Even with their impressive abilities, Large Language Models (LLMs) such as ChatGPT are not immune to issues of factual or logically consistent. Concretely, the key concern is how to seamlessly update those LLMs to correct mistakes without resorting to an exhaustive retraining or continuous training procedure, both of which can demand significant computational resources and time. Thus, the capability to edit LLMs offers an efficient solution to alter a model’s behavior, notably within a distinct area of interest, without negatively impacting its performance on other tasks. Through this tutorial, we strive to acquaint interested NLP researchers with recent and emerging techniques for editing LLMs. Specifically, we aim to present a systematic and current overview of cutting-edge methods, supplemented with practical tools, and unveil new research opportunities for our audience. All resources can be found at https://github.com/zjunlp/ModelEditingPapers.


5. Learning WHO Saying WHAT to WHOM in Multi-Party Conversations

Jia-Chen Gu1, Zhuosheng Zhang2, and Zhen-Hua Ling1

1University of Science and Technology of China

2Shanghai Jiao Tong University

Multi-party conversations (MPC) are a more practical and challenging scenario involving more than two interlocutors. This research topic has drawn significant attention from both academia and industry, and it is nowadays counted as one of the most promising research areas in the field of dialogue systems. In general, MPC algorithms aim at addressing the issues of Who saying What to Whom, specifically, who speaks, say what, and address whom. The complicated interactions between interlocutors, between utterances, and between interlocutors and utterances develop many variant tasks of MPC worth investigation. In this tutorial, we present a comprehensive survey of recent advances in MPC. In particular, we summarize recent advances on the research of MPC modeling which is categorized by Who saying What to Whom. Finally, we highlight the challenges which are not yet well addressed in MPC and present future research directions.


6. Developing State-Of-The-Art Massively Multilingual Machine Translation Systems for Related Languages

Tutors and Affiliations: Jay Gala (AI4Bharat, India), Pranjal A. Chitale (IIT Madras, India), and Raj Dabre (NICT, Japan)

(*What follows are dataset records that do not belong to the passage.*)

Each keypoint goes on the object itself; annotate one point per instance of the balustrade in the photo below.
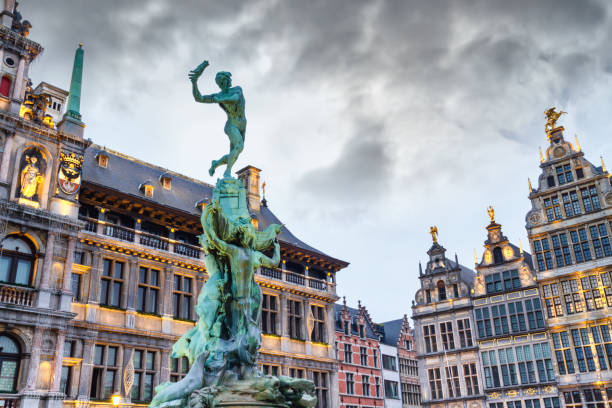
(16, 295)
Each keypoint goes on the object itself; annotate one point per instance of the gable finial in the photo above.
(433, 230)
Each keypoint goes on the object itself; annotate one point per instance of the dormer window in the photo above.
(102, 160)
(147, 189)
(166, 181)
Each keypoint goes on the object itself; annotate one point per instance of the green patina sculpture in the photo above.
(231, 100)
(222, 348)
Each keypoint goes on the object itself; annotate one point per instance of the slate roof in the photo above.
(391, 331)
(126, 174)
(354, 313)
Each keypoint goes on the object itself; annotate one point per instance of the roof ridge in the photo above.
(151, 165)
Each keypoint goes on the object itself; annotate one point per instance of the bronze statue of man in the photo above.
(231, 100)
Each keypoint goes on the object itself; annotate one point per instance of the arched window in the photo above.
(10, 355)
(498, 257)
(441, 291)
(16, 261)
(5, 86)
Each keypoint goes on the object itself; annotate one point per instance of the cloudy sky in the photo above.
(371, 120)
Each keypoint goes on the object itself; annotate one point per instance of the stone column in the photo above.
(164, 373)
(67, 278)
(34, 359)
(57, 360)
(18, 86)
(6, 158)
(86, 370)
(44, 294)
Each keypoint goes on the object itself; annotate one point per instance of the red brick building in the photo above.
(359, 362)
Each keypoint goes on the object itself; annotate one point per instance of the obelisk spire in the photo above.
(74, 98)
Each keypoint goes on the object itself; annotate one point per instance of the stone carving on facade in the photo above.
(69, 175)
(31, 176)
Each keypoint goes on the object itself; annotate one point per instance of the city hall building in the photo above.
(100, 266)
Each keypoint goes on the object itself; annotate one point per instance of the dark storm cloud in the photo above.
(433, 108)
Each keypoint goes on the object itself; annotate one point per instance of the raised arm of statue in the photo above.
(271, 262)
(194, 76)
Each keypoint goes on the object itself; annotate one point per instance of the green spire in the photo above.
(74, 99)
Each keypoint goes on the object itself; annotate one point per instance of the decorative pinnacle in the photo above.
(491, 212)
(434, 233)
(74, 98)
(530, 188)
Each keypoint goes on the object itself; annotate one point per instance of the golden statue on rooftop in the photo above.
(434, 233)
(551, 119)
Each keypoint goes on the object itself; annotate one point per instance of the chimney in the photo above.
(7, 13)
(250, 177)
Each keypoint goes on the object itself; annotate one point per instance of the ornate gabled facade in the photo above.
(442, 313)
(359, 360)
(511, 329)
(100, 266)
(569, 228)
(400, 364)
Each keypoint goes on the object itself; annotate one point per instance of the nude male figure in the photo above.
(231, 100)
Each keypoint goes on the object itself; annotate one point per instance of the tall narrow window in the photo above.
(294, 309)
(269, 314)
(104, 374)
(10, 356)
(441, 291)
(435, 383)
(182, 294)
(111, 284)
(318, 328)
(144, 374)
(5, 86)
(16, 261)
(321, 383)
(148, 290)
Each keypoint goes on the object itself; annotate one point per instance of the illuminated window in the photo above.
(318, 329)
(144, 375)
(448, 339)
(590, 199)
(571, 203)
(111, 284)
(294, 316)
(561, 250)
(429, 332)
(102, 160)
(483, 322)
(465, 333)
(269, 314)
(582, 250)
(104, 376)
(564, 174)
(321, 382)
(452, 382)
(543, 255)
(148, 290)
(10, 358)
(583, 350)
(179, 367)
(365, 385)
(16, 261)
(435, 383)
(181, 297)
(471, 379)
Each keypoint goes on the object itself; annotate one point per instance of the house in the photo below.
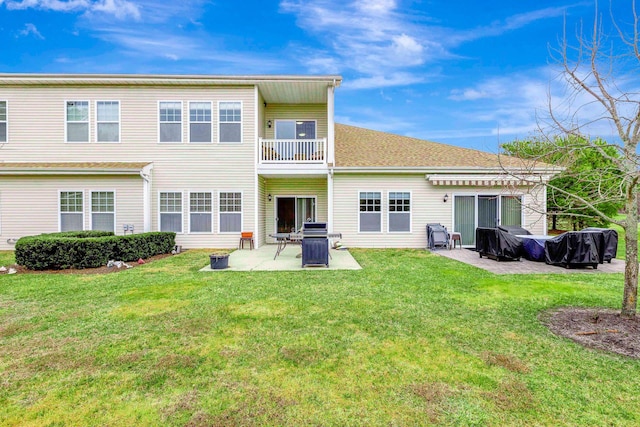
(211, 156)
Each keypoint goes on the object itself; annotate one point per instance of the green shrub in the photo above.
(88, 249)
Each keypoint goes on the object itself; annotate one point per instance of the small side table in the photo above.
(455, 237)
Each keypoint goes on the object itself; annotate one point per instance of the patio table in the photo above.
(533, 246)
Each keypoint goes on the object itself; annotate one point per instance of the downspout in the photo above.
(145, 174)
(330, 152)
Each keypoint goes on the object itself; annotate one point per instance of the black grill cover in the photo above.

The race for developing state-of-the-art (SOTA) machine translation (MT) systems often gives the impression that this can only be done by large organizations, most of which do not fully open-source their systems. In this tutorial, we dispel this myth by generalizing our experiences in developing SOTA MT systems for related languages. We cover topics ranging from (a) the history of MT systems for related languages, (b) curating high-quality datasets, manually created as well as mined, (c) creating domain-diverse benchmarks, (d) compact but high-quality open-source MT systems that surpass other systems despite being an order of magnitude smaller in terms of parameters and computational costs than massively multilingual generic systems and (e) robust automatic and human evaluation. We hope that our tutorial encourages other groups, regardless of scale, to engage in focussed efforts on related languages or language groups to develop open-source, high-quality MT systems.